How do you troubleshoot Internet connectivity error? ›

  1. Check Service Isn't Being Blocked. ...
  2. Open Windows Network Diagnostics and Check Your DNS settings. ...
  3. Check the Wi-Fi Adapter. ...
  4. Reset Internet Explorer Settings. ...
  5. Reset Network Settings. ...
  6. Restart File/Windows Explorer. ...
  7. Check Windows Services. ...
  8. Forget Wi-Fi Network.
May 23, 2024

Should 5xx errors be retried? ›

HTTP status codes and the error message can give you a clue.

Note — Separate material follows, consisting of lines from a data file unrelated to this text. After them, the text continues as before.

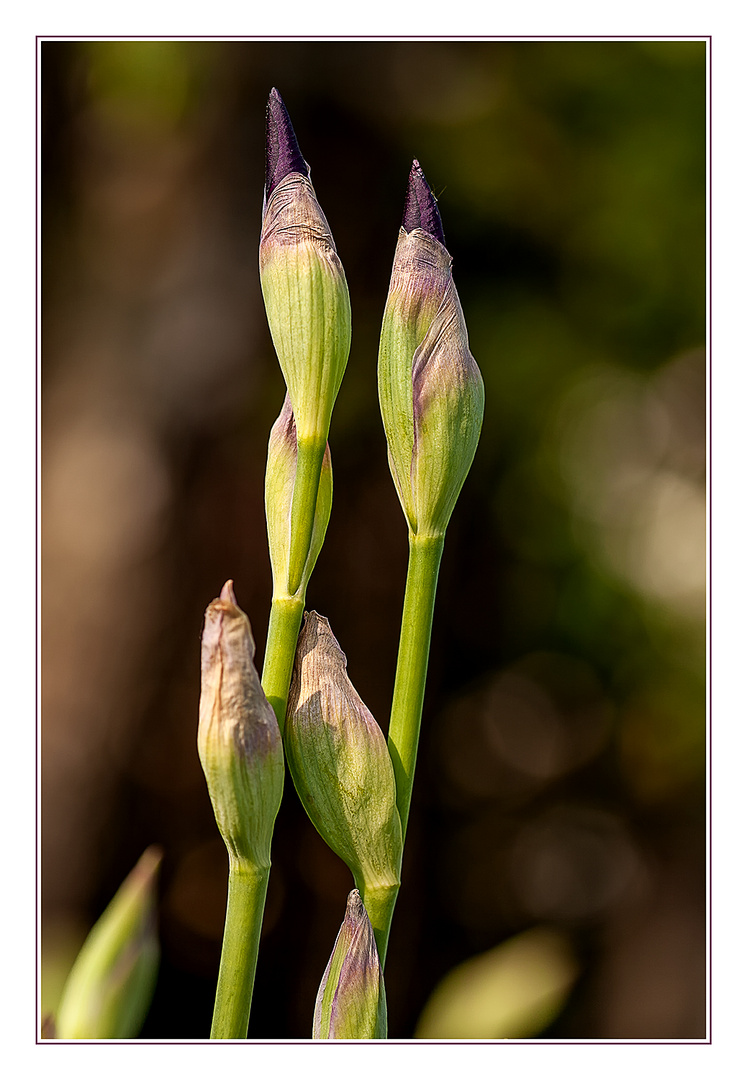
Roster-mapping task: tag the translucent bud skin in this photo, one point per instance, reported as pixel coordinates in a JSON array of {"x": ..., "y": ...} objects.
[
  {"x": 431, "y": 390},
  {"x": 303, "y": 283},
  {"x": 279, "y": 490},
  {"x": 109, "y": 989},
  {"x": 351, "y": 1002},
  {"x": 239, "y": 741},
  {"x": 339, "y": 761}
]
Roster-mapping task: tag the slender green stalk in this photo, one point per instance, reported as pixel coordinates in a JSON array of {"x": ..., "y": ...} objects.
[
  {"x": 280, "y": 652},
  {"x": 246, "y": 891},
  {"x": 379, "y": 905},
  {"x": 303, "y": 508},
  {"x": 409, "y": 682}
]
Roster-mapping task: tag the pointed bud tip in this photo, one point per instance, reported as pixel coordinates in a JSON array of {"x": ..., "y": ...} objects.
[
  {"x": 228, "y": 594},
  {"x": 282, "y": 153},
  {"x": 421, "y": 208}
]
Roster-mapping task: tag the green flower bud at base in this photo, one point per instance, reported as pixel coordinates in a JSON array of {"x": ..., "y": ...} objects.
[
  {"x": 239, "y": 740},
  {"x": 431, "y": 390},
  {"x": 303, "y": 283},
  {"x": 109, "y": 989},
  {"x": 279, "y": 495},
  {"x": 351, "y": 1002},
  {"x": 339, "y": 763}
]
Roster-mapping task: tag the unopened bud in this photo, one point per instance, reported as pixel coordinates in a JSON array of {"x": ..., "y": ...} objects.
[
  {"x": 109, "y": 989},
  {"x": 431, "y": 390},
  {"x": 279, "y": 491},
  {"x": 339, "y": 761},
  {"x": 239, "y": 740},
  {"x": 303, "y": 283},
  {"x": 351, "y": 1002}
]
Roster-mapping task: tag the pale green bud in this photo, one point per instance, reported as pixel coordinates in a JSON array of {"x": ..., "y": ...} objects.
[
  {"x": 239, "y": 741},
  {"x": 109, "y": 989},
  {"x": 279, "y": 493},
  {"x": 431, "y": 390},
  {"x": 351, "y": 1002},
  {"x": 303, "y": 283},
  {"x": 339, "y": 761}
]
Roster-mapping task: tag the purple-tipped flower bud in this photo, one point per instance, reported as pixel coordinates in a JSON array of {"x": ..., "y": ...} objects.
[
  {"x": 282, "y": 152},
  {"x": 339, "y": 761},
  {"x": 279, "y": 490},
  {"x": 421, "y": 208},
  {"x": 431, "y": 390},
  {"x": 108, "y": 991},
  {"x": 239, "y": 741},
  {"x": 303, "y": 283},
  {"x": 351, "y": 1002}
]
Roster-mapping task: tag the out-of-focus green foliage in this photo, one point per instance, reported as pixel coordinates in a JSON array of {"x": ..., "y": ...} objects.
[{"x": 513, "y": 991}]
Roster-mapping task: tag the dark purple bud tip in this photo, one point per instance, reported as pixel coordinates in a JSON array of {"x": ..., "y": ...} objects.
[
  {"x": 421, "y": 208},
  {"x": 282, "y": 154}
]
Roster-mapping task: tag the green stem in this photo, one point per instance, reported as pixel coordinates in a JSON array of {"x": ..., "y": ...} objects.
[
  {"x": 280, "y": 652},
  {"x": 309, "y": 461},
  {"x": 409, "y": 682},
  {"x": 246, "y": 892},
  {"x": 380, "y": 908}
]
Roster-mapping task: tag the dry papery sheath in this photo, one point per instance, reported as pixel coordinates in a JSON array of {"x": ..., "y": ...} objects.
[
  {"x": 351, "y": 1002},
  {"x": 339, "y": 761},
  {"x": 279, "y": 490},
  {"x": 239, "y": 740}
]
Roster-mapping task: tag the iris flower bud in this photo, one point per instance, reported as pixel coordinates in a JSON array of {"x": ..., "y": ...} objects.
[
  {"x": 303, "y": 283},
  {"x": 351, "y": 1002},
  {"x": 279, "y": 490},
  {"x": 239, "y": 741},
  {"x": 431, "y": 390},
  {"x": 108, "y": 991},
  {"x": 339, "y": 761}
]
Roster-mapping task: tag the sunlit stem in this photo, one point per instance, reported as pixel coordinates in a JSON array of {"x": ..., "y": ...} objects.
[
  {"x": 246, "y": 891},
  {"x": 285, "y": 622}
]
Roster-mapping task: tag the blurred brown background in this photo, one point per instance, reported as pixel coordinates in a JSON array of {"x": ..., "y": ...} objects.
[{"x": 561, "y": 771}]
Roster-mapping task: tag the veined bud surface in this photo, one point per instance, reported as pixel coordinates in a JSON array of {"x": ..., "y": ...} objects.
[
  {"x": 351, "y": 1002},
  {"x": 239, "y": 741},
  {"x": 110, "y": 986},
  {"x": 303, "y": 283},
  {"x": 339, "y": 761},
  {"x": 279, "y": 490},
  {"x": 431, "y": 390}
]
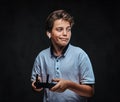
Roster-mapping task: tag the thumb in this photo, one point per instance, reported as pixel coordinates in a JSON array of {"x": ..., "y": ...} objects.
[{"x": 56, "y": 80}]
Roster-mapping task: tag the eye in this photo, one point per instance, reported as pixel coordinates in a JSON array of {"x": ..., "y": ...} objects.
[{"x": 59, "y": 29}]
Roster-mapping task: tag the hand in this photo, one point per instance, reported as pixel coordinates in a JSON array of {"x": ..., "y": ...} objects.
[
  {"x": 34, "y": 87},
  {"x": 61, "y": 85}
]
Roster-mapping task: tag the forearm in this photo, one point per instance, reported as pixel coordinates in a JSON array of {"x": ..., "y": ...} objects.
[{"x": 82, "y": 90}]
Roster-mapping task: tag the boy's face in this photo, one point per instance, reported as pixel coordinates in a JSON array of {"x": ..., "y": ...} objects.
[{"x": 61, "y": 33}]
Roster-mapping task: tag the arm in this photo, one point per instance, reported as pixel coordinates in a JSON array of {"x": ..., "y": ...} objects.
[
  {"x": 82, "y": 90},
  {"x": 34, "y": 87}
]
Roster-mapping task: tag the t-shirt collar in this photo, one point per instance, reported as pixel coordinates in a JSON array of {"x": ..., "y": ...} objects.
[{"x": 63, "y": 53}]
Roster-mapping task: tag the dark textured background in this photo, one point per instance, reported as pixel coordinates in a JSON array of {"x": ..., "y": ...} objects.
[{"x": 22, "y": 36}]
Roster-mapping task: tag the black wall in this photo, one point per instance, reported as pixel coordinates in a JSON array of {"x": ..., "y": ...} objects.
[{"x": 23, "y": 36}]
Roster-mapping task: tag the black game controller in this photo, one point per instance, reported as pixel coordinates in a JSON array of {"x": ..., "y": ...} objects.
[{"x": 39, "y": 84}]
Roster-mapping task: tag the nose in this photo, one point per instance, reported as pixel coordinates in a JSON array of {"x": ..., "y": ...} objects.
[{"x": 64, "y": 32}]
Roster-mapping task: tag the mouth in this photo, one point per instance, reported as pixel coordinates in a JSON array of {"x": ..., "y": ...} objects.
[{"x": 64, "y": 39}]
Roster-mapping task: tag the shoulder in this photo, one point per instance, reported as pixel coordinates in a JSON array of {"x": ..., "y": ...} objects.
[
  {"x": 45, "y": 52},
  {"x": 77, "y": 49}
]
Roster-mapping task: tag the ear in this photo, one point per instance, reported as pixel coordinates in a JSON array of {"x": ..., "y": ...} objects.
[{"x": 49, "y": 34}]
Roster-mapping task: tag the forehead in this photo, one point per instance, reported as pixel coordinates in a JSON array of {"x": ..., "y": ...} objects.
[{"x": 61, "y": 23}]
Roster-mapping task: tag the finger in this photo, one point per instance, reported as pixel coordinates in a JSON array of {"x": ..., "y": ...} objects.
[
  {"x": 56, "y": 87},
  {"x": 56, "y": 80}
]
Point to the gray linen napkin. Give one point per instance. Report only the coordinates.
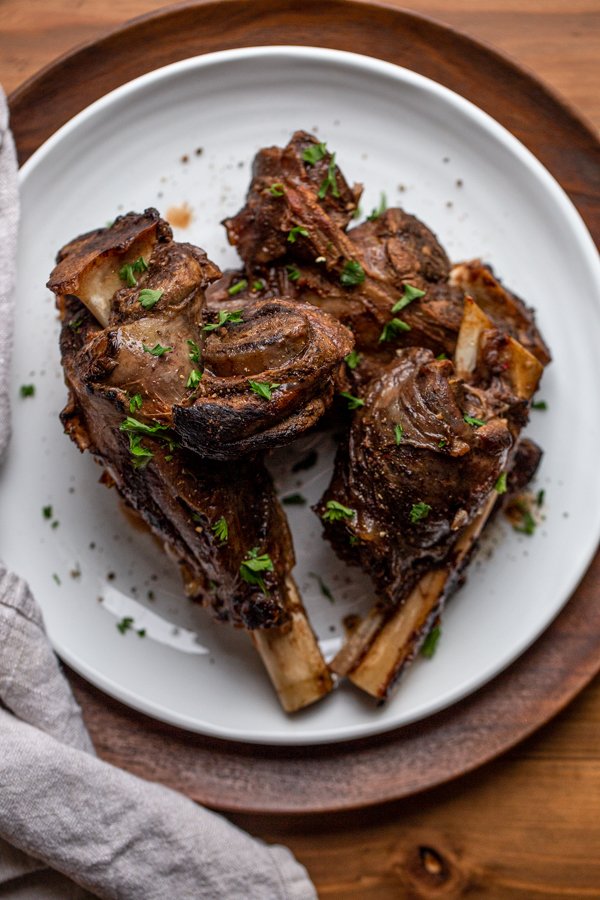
(113, 834)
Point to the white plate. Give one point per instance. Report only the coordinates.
(394, 131)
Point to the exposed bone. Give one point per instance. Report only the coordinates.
(396, 644)
(379, 650)
(523, 370)
(292, 657)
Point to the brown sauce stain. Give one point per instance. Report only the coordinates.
(179, 216)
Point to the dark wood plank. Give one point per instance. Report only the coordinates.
(237, 777)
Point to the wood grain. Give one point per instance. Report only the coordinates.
(526, 825)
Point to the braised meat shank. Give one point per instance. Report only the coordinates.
(229, 385)
(421, 457)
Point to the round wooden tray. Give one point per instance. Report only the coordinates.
(251, 778)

In general, a 5xx status code can be retried, a 4xx status code should be checked first, and a 3xx or 2xx code does not need retried.

Top Articles
Watch Murder Company 2024 (.FullMovie.) Free Online on 123Movie
Kvlytv11 Weather
Wym Urban Dictionary
It May Surround A Charged Particle Crossword
Fantasy football rankings 2024: Sleepers, breakouts, busts from model that called Deebo Samuel's hard NFL year
Panorama Charter Portal
„Filthy Rich“: Die erschütternde Doku über Jeffrey Epstein
Survivor Australia Wiki
Guardians Of The Galaxy Vol 3 Full Movie 123Movies
Carmax Chevrolet Tahoe
Chronological Age Calculator - Calculate from Date of Birth
24 Hour Lock Up Knoxville Tn
Dr Paul Memorial Medical Center
Everything We Know About Wenwen Han and Her Rise To Stardom
Mit 5G Internet zu Hause genießen
Lebron Vs Pacers Stats
Pokemon Infinite Fusion Good Rod
Paulette Goddard | American Actress, Modern Times, Charlie Chaplin
Watch Valimai (2022) Full HD Tamil Movie Online on ZEE5
Skyward Weatherford Isd Login
Nbl Virals Series
Über 60 Prozent Rabatt auf E-Bikes: Aldi reduziert sämtliche Pedelecs stark im Preis - nur noch für kurze Zeit
Craigslist Apartments For Rent Ozone Park
New from Simply So Good - Cherry Apricot Slab Pie
General Kearny Inn Motel & Event Center
Exploring IranProud: A Gateway to Iranian Entertainment
Jail Roster Independence Ks
Numerous people shot in Kentucky near Interstate 75, officials say | CNN
Davias Grille
Cambria County Most Wanted 2022
Heyimbee Forum
Haverhill, MA Obituaries | Driscoll Funeral Home and Cremation Service
Roomba I3 Sealing Problem With Clean Base
8.7 Increase Of 841
Www.lookmovie.og
France 2 Journal Télévisé 20H
Computer Repair Tryon North Carolina
Hinterlands Landmarks
Understanding Turbidity, TDS, and TSS
Studentvue Paramount
Plus Portal Ibn Seena Academy
Flowers Jewel Osco
Ups First And Nees
Duna To Kerbin Transfer Window
Linden Creek Golden Retrievers
ExtraCare Rewards at the Pharmacy – Target | CVS
Katopunk Pegging
Jersey Mike's Subs: 16 Facts About The Sandwich Chain - The Daily Meal
The Hardest Quests in Old School RuneScape (Ranked) – FandomSpot
Al Horford House Brookline
Blood Types: What to Know
Choices’ summer movie preview
Latest Posts
Article information

Author: Tish Haag

Last Updated:

Views: 6478

Rating: 4.7 / 5 (47 voted)

Reviews: 86% of readers found this page helpful

Author information

Name: Tish Haag

Birthday: 1999-11-18

Address: 30256 Tara Expressway, Kutchburgh, VT 92892-0078

Phone: +4215847628708

Job: Internal Consulting Engineer

Hobby: Roller skating, Roller skating, Kayaking, Flying, Graffiti, Ghost hunting, scrapbook

Introduction: My name is Tish Haag, I am a excited, delightful, curious, beautiful, agreeable, enchanting, fancy person who loves writing and wants to share my knowledge and understanding with you.